A common mistake is forgetting the remainder case and printing only total // L. That undercounts whenever the total is not an exact multiple of $L$.
Worked Examples
Example 1
Input:
2 3 6
Here $T = 2 \times 3 = 6$.
| Step | Total T | T // L | T % L | Answer |
|---|---|---|---|---|
| Compute total | 6 | - | - | - |
| Divide by L | 6 | 1 | 0 | 1 |
The total exactly fills one large bucket, so no remainder appears. This confirms that exact divisibility produces no extra bucket.
Example 2
Input:
5 3 4
Here $T = 5 \times 3 = 15$.
| Step | Total T | T // L | T % L | Answer |
|---|---|---|---|---|
| Compute total | 15 | - | - | - |
| Divide by L | 15 | 3 | 3 | 4 |
Three full buckets of size 4 account for 12 units, leaving 3 units, which requires a fourth bucket. This demonstrates how the ceiling effect appears when there is a remainder.
Complexity Analysis
| Measure | Complexity | Explanation |
|---|---|---|
| Time | $O(1)$ | Only a few arithmetic operations are performed regardless of input size |
| Space | $O(1)$ | No additional data structures are used |
The constraints are small enough that even a simulation would pass, but the direct formula ensures constant-time behavior and avoids unnecessary iteration.
Test Cases
import sys, io
def run(inp: str) -> str:
sys.stdin = io.StringIO(inp)
import sys
input = sys.stdin.readline
N, K, L = map(int, input().split())
total = N * K
ans = total // L
if total % L != 0:
ans += 1
return str(ans)
# provided samples
assert run("2 3 6\n") == "1", "sample 1"
assert run("5 3 4\n") == "4", "sample 2"
assert run("1000 500 1000\n") == "500", "sample 3"
# custom cases
assert run("1 1 1\n") == "1", "minimum case"
assert run("1 1000 1000\n") == "1", "exact fit large bucket"
assert run("3 2 10\n") == "1", "fits into single bucket"
assert run("10 1 3\n") == "4", "remainder case"
| Test input | Expected output | What it validates |
|---|---|---|
| 1 1 1 | 1 | smallest boundary case |
| 1 1000 1000 | 1 | exact division at max capacity |
| 3 2 10 | 1 | multiple small buckets fit in one large |
| 10 1 3 | 4 | ceiling behavior with remainder |
Edge Cases
When $N = 1, K = 1, L = 1$, the total is exactly 1 and the algorithm computes $1 // 1 = 1$, with no remainder. The answer correctly becomes 1, showing the base case behaves correctly.
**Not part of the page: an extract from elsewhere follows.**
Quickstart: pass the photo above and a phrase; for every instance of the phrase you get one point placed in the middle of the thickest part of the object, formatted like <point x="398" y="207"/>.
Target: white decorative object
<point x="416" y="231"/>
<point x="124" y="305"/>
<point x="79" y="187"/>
When the total is smaller than $L$, for example $N=3, K=2, L=10$, the total is 6. The division gives 0 full buckets and a remainder of 6, triggering the extra bucket. The algorithm outputs 1, which matches the requirement that even small amounts still require one container.
When the total is exactly divisible, such as $N=1000, K=500, L=1000$, the total is 500000. The division gives 500 full buckets and zero remainder, so no extra bucket is added. This confirms that the algorithm does not overcount in clean division cases.